The job expo was open to all students and youths, but its main focus was students of aboriginal and First Nation descent.
The fair focuses on educating aboriginal youths about job possibilities after they graduate high school.
It’s a push to change a startling trend. According to the most recent Saskatchewan Labour Force Statistics, aboriginal people only make up about nine per cent of the work force, but more than 15 per cent of the population.
“In the past, Aboriginal people weren’t asked to participate,” Stepping Stones Mark Gettle explained.
“We have to educate them. Yes, you are a valuable part of our economy and we need you to be here.”
The most recent labour stats show the unemployment rate for aboriginal people is two to four times that of non-aboriginals.
Gettle explained the fair gives students a greater awareness of their opportunities, many of which are only accessible via education.
“The education levels of grade 12 graduation rates are lower, so I think our goal is to create an understanding, why education is important,” Gettle said.

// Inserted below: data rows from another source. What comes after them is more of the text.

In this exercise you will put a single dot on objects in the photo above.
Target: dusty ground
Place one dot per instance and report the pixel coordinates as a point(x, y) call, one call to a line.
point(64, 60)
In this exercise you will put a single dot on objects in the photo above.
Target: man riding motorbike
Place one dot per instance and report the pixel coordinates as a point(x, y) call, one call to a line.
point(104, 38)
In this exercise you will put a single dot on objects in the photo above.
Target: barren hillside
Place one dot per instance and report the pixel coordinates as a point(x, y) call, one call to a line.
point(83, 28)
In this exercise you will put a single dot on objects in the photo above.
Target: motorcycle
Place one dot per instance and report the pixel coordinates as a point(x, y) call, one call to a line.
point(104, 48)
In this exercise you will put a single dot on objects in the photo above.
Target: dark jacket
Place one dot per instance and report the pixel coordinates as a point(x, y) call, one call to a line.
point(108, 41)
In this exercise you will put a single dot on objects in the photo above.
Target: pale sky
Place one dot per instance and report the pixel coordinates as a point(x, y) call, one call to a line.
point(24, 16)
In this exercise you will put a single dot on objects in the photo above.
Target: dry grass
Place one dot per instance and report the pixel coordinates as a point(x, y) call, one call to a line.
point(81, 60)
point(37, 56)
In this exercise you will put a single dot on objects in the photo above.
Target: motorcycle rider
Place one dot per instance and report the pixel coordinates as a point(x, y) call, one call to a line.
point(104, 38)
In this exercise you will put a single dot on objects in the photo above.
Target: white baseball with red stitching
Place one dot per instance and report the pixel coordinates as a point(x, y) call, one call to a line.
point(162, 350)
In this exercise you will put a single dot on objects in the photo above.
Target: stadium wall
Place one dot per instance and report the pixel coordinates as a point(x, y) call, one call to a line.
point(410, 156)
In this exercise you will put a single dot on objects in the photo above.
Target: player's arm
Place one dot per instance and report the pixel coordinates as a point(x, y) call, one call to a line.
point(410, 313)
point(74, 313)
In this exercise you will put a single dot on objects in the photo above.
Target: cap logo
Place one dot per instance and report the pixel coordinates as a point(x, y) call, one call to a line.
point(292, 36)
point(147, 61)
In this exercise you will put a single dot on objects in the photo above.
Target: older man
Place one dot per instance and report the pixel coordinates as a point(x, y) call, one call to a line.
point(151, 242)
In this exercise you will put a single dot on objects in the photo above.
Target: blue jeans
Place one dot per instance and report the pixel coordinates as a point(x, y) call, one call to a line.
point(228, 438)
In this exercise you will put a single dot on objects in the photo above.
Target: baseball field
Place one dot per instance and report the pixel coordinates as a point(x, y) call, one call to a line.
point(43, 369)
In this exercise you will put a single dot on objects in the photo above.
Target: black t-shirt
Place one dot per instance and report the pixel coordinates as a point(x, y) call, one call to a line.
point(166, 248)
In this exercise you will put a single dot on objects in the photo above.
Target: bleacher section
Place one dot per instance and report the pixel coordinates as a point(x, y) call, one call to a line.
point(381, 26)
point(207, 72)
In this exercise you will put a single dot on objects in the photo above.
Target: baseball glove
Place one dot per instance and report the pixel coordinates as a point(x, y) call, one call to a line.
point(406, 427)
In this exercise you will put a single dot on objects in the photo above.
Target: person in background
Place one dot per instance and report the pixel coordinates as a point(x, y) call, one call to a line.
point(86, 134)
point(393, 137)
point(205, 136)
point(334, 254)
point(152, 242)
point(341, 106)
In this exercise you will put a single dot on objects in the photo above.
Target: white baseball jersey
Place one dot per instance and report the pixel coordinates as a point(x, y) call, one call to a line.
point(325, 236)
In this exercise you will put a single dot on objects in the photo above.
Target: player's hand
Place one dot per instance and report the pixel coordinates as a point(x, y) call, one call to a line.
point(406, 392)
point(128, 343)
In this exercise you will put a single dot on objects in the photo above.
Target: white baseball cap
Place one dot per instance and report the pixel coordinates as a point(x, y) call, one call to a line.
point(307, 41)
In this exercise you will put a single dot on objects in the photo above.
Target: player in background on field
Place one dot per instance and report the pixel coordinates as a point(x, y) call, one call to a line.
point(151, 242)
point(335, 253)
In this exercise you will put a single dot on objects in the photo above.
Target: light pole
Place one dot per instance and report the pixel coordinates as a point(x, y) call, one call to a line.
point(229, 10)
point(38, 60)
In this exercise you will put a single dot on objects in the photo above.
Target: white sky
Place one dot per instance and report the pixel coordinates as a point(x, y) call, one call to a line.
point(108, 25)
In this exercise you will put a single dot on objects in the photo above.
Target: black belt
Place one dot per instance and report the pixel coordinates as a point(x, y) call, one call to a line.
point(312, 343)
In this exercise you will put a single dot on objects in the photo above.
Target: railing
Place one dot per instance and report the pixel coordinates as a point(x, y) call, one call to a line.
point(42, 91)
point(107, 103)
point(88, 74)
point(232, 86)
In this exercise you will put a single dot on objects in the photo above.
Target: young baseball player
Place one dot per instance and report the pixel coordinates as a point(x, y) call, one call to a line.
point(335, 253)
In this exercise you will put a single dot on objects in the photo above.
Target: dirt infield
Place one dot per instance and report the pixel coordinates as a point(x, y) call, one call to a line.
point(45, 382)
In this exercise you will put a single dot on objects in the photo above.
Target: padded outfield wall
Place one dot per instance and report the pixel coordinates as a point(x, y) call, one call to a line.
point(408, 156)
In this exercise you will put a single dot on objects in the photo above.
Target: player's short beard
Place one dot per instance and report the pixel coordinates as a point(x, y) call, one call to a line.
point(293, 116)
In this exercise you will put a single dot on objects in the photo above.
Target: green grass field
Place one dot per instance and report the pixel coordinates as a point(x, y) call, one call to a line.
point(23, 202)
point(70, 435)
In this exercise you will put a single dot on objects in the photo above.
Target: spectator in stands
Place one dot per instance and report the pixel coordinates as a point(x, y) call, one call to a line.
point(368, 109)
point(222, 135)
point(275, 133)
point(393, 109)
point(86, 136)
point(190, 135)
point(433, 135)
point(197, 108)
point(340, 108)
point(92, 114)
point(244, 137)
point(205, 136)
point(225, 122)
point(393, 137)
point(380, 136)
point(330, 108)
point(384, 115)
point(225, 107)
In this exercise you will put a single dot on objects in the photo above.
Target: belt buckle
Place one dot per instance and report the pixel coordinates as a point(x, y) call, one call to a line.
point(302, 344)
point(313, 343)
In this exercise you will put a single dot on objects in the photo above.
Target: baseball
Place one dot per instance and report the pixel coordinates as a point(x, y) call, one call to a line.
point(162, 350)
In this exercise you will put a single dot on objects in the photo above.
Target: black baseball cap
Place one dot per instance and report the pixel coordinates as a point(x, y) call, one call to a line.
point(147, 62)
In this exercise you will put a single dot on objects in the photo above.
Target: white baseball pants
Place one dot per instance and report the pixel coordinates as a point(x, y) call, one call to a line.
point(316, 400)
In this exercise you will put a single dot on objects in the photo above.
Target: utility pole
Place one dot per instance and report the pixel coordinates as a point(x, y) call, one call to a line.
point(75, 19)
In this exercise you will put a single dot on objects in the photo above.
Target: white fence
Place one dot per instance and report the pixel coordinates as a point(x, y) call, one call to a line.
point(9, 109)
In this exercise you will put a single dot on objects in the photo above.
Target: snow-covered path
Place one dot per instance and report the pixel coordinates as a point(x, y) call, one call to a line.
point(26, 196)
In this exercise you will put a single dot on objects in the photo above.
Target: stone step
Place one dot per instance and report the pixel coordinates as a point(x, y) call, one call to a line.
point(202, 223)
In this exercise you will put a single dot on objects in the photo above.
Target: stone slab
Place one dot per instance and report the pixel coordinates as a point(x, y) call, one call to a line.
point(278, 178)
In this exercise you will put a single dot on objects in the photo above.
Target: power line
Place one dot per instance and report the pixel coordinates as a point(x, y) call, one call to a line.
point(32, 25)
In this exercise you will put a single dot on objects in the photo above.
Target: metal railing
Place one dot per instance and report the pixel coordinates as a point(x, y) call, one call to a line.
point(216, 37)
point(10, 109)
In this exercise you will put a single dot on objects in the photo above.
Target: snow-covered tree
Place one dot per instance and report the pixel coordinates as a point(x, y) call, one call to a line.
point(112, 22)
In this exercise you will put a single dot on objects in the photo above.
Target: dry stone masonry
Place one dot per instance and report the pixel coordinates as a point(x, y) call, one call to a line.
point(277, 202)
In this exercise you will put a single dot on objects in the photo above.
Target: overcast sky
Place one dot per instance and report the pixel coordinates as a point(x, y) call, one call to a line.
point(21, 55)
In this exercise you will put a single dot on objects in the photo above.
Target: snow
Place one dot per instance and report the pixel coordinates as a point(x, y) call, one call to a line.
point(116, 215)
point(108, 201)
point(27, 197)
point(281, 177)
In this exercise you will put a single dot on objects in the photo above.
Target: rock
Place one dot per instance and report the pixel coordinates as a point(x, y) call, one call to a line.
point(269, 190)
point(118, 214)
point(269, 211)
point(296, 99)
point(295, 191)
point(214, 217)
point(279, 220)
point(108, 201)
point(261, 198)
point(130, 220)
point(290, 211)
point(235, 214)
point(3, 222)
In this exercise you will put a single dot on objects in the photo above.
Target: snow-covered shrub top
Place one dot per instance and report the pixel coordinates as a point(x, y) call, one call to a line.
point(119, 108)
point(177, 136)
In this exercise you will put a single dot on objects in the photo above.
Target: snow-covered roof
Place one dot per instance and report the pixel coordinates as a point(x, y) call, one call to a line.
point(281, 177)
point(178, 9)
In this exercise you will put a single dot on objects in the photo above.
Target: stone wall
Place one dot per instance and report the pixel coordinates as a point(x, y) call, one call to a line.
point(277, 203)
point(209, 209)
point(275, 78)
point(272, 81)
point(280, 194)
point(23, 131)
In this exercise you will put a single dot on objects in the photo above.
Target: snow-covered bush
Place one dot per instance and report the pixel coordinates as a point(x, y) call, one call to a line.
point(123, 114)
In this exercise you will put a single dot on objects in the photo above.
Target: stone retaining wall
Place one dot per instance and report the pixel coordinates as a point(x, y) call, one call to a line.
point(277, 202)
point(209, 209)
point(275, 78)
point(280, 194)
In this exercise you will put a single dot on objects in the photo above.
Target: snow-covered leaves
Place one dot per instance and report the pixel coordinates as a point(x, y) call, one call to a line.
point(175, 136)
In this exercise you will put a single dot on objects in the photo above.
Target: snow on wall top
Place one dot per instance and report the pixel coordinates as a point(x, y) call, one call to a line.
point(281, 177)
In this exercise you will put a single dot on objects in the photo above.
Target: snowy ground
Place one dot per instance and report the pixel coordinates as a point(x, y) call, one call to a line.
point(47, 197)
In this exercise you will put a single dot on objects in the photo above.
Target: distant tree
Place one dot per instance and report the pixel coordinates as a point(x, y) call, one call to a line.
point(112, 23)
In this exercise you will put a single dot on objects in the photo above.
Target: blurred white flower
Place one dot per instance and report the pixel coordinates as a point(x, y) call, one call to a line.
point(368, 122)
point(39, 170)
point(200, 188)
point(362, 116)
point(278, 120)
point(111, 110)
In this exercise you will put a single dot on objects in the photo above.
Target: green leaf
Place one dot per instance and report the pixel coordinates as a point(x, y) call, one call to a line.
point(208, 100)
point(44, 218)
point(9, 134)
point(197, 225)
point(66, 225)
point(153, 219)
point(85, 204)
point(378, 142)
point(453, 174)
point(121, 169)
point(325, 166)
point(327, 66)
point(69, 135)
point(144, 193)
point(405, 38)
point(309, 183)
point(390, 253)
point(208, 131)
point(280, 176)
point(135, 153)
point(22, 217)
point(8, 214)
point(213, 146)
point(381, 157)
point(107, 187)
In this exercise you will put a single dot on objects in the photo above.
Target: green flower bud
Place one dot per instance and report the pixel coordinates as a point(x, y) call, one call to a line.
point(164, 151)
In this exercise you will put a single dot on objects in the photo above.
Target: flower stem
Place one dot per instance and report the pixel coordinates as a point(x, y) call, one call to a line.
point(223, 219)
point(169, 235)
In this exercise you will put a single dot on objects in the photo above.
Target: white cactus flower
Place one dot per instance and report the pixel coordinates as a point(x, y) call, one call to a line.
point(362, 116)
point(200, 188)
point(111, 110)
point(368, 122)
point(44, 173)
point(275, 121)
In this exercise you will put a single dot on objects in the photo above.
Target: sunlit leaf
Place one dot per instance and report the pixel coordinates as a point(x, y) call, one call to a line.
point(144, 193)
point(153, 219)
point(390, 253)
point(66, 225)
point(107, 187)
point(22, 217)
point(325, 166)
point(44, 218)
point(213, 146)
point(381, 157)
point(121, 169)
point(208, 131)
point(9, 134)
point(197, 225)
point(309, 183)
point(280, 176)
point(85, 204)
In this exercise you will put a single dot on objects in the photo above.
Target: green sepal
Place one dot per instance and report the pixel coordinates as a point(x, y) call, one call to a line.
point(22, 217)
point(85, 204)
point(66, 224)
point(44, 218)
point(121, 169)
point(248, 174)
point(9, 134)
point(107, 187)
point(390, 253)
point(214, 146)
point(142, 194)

Dozens of potential employers were on hand, offering careers in firefighting, the trades, technology, and policing.
Sergeant Rob Cozine with the RCMP said students at the fair were quite inquisitive.
“We’re very approachable, we always have been,” Cozine said.
“We’re always looking for members, we’re getting lots of students through here, and this is a very good venue to speak to students.”
For 18-year-old Tabry Still, the career fair helped cement his decision to join the navy.
“It pointed me in the right direction, I decided on the Royal Canadian Navy. Something I want to do, something I’ve always liked when I was a little kid.”
But for others, they’re just starting over. 36-year-old Ronald McGirr will finally be graduating high school.
“I figured it’s time to grow up and do something with my life,” McGirr said.
He said he’s interested in pipe fitting but hasn’t quite decided. He said he knows now his education will help guide him in the right path.
“There’s a lot of opportunities here. Hopefully I can find something I’m interested,” McGirr replied.
“I think this is going to be good for me.”